Su base es un sofrito de tomate natural, cebolla y ajo, al que se le añade agua o caldo. La clave está en la cocción lenta que permite que los sabores se concentren. Luego, se añaden rebanadas de pan duro que se ablandan con el caldo, creando una textura entre sopa y guiso. Tradicionalmente, se casca un huevo por encima en los últimos minutos de cocción, que se cuaja con el calor residual.
Se sirve muy caliente, a menudo con un chorrito de aceite de oliva virgen extra en crudo. Es un plato que habla de la cocina de aprovechamiento, de dar una segunda vida al pan y de celebrar la sencillez de los productos de la huerta, representando a la perfección la filosofía culinaria de Logrosán.
5. Dulces Conventuales: Perrunillas y Pestiños
La repostería es el broche de oro de cualquier comida, y en Logrosán está marcada por la herencia de los conventos. Dos dulces destacan como postres típicos imprescindibles: las perrunillas y los pestiños. Las perrunillas son unas galletas o mantecadas de textura quebradiza, hechas con manteca de cerdo (lo que les da su nombre coloquial, relacionado con la «pringue»), harina, azúcar y limón.
Su exterior suele agrietarse de forma característica al hornearse, y su sabor es delicado y mantecoso. Los pestiños, por su parte, son dulces fritos típicos de la Semana Santa y la Navidad, aunque hoy se consumen todo el año. Se elaboran con una masa de harina, vino blanco (o anís) y aceite, que se fríe en forma de lazo o rosca y se baña después en miel caliente o se espolvorea con azúcar.

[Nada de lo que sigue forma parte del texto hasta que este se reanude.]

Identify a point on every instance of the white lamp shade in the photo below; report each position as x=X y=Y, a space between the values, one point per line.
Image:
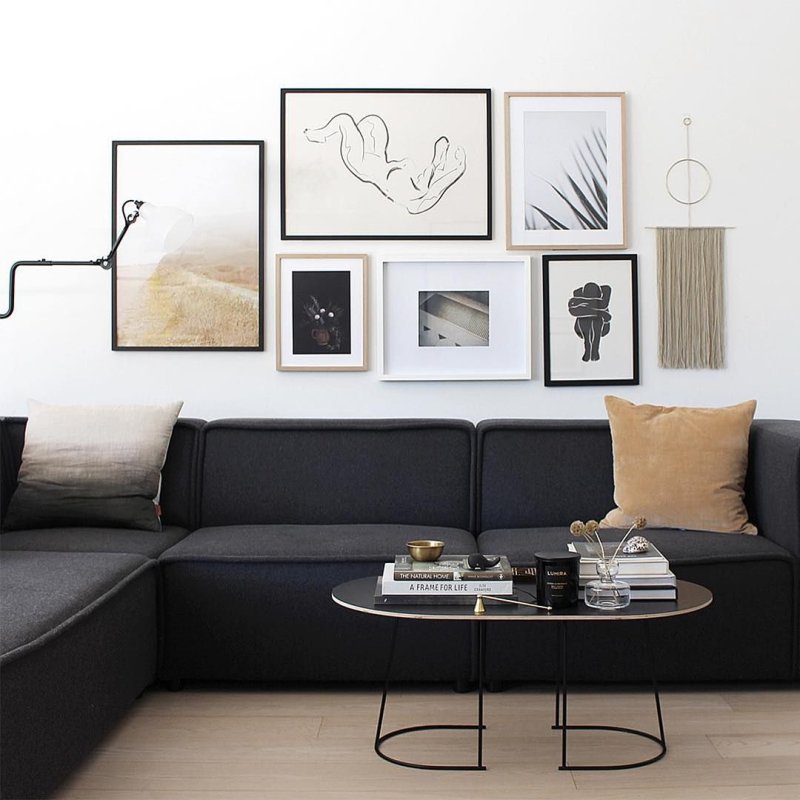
x=167 y=227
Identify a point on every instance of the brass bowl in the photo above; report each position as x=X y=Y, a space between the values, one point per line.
x=425 y=549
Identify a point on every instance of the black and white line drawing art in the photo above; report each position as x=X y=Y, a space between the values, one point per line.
x=589 y=304
x=363 y=147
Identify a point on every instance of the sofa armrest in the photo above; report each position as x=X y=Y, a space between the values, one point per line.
x=773 y=481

Ambos dulces son un legado directo de la repostería conventual, donde las monjas elaboraban estos manjares con los ingredientes básicos disponibles. Probar estas delicias es cerrar una comida al estilo logrosano con un toque de dulzura tradicional y un pedazo de historia.
La gastronomía de Logrosán es un viaje sensorial a la Extremadura más auténtica. Como hemos visto, sus comidas típicas, desde la contundente caldereta de cordero hasta las dulces perrunillas, no son solo recetas, sino historias de un pueblo vinculado a su tierra. Son el reflejo de un modo de vida rural, del aprovechamiento de los recursos de la dehesa y la huerta, y de una tradición culinaria transmitida con orgullo.
Cada plato cuenta algo: la migas hablan de pastores, los embutidos de la dehesa, y los dulces de los conventos. Para cualquier visitante, probar estas especialidades es la mejor manera de conectar con la esencia de Logrosán y la comarca de Las Villuercas. Una experiencia que va más allá del paladar y que se convierte en un recuerdo imborrable del sabor de la tradición extremeña.